Lifetime Citizen Portal Access — AI Briefings, Alerts & Unlimited Follows

Resident urges Lowell to codify 25-foot wetlands buffer, says current guidance is ignored

Lowell Conservation Commission · February 11, 2026

Loading...

AI-Generated Content: All content on this page was generated by AI to highlight key points from the meeting. For complete details and context, we recommend watching the full video. so we can fix them.

Summary

A long-serving conservation commission member urged Lowell City to add a 25-foot no-disturb wetlands buffer to the Lowell Wetlands Ordinance, saying existing guidance (25-foot no-disturb; 50-foot no-build) isn’t codified and is being ignored by large developers.
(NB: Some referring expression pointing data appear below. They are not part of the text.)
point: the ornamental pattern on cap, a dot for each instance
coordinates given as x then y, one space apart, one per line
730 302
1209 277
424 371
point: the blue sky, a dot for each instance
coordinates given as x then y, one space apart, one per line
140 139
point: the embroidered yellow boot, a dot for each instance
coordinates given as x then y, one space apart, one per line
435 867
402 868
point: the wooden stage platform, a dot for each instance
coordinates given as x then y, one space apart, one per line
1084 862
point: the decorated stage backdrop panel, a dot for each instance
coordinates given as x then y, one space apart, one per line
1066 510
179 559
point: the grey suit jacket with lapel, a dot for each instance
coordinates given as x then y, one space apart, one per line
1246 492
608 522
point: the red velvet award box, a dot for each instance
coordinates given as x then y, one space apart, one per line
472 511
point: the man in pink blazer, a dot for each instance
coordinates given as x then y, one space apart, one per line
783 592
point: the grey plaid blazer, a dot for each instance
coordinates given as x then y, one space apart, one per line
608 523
A resident and long-serving member of the Lowell Conservation Commission urged city officials to codify stricter wetlands protections, saying current guidance that treated a 25-foot buffer as no-disturb and a 50-foot buffer as no-build is not written into the Lowell Wetlands Ordinance and has been ignored by large developers.
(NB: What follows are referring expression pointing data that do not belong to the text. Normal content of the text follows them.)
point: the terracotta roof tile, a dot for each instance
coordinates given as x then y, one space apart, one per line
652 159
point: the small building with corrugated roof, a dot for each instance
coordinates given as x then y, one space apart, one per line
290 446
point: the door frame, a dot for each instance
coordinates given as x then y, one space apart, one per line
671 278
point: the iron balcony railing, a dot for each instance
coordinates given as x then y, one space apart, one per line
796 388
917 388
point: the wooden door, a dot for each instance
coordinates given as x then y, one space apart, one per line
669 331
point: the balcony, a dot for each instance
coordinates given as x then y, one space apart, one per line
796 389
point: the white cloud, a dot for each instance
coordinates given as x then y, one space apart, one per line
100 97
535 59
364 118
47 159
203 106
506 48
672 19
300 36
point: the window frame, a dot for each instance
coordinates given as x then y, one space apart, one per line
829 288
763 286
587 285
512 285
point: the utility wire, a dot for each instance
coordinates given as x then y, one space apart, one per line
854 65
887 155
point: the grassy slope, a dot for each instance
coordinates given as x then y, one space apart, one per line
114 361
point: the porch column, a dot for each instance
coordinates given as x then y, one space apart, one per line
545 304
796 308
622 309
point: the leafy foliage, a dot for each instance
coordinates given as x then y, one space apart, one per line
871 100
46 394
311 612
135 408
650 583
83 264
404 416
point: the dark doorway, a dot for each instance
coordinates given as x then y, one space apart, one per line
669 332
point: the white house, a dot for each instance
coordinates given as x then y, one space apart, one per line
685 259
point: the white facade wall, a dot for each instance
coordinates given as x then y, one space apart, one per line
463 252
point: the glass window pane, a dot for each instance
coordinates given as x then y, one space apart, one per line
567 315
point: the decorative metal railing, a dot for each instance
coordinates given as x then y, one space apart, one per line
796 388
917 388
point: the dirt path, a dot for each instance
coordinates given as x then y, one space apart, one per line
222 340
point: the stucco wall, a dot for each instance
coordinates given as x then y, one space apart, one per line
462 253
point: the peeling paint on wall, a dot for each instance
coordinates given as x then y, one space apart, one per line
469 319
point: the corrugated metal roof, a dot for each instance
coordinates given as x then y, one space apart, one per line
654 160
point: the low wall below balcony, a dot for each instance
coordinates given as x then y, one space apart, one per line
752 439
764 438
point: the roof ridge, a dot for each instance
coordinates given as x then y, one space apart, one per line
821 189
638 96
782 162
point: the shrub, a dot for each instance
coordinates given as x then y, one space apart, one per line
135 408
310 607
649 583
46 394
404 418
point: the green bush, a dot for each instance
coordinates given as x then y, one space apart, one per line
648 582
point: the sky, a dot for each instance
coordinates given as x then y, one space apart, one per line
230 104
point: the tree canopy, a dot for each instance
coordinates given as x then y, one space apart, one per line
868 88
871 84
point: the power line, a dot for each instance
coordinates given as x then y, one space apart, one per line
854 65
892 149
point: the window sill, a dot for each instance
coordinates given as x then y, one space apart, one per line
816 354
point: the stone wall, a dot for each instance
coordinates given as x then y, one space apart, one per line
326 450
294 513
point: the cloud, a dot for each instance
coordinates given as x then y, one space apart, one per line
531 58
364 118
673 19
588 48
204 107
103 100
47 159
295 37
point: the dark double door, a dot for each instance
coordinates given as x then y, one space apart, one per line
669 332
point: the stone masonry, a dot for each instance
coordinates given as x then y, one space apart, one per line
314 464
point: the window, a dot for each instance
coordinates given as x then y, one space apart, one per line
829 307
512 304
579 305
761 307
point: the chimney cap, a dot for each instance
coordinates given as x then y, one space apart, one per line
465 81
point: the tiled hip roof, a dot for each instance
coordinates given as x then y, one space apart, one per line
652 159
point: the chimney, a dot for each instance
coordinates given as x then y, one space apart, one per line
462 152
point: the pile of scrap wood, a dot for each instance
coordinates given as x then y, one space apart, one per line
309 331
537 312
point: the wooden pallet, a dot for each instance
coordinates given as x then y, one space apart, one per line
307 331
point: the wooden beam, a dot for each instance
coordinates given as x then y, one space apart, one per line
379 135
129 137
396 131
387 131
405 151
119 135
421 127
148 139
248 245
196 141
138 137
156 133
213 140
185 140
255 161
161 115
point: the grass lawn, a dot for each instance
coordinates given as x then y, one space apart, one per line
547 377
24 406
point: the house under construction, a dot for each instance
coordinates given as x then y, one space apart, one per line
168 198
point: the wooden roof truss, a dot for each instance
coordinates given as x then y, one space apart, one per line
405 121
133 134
"Codifying a 25 foot no disturb buffer to wetlands will help to protect our wetlands with equal treatment for all potential builders during any future developments in our city," the resident said, citing nearly a decade of experience on the commission. They added that the commission "has the hands tied" by the lack of an ordinance provision and that residents respond with ire when trees are cleared for new construction.

The speaker noted the commission has operated under this guidance since the tenure of former chair Louisa Varnum but emphasized that it remains informal rather than part of the Lowell Wetlands Ordinance. Because the guidance is not codified, the speaker said, small local builders tend to follow it while "large scale for profit development companies" may ignore it, resulting in uneven outcomes for neighborhoods and wetlands.

No formal action or vote is recorded in the transcript for this comment. The speaker called on the commission and city officials to pursue an ordinance change so the 25-foot no-disturb buffer (and related 50-foot no-build guidance) would be legally enforceable rather than advisory.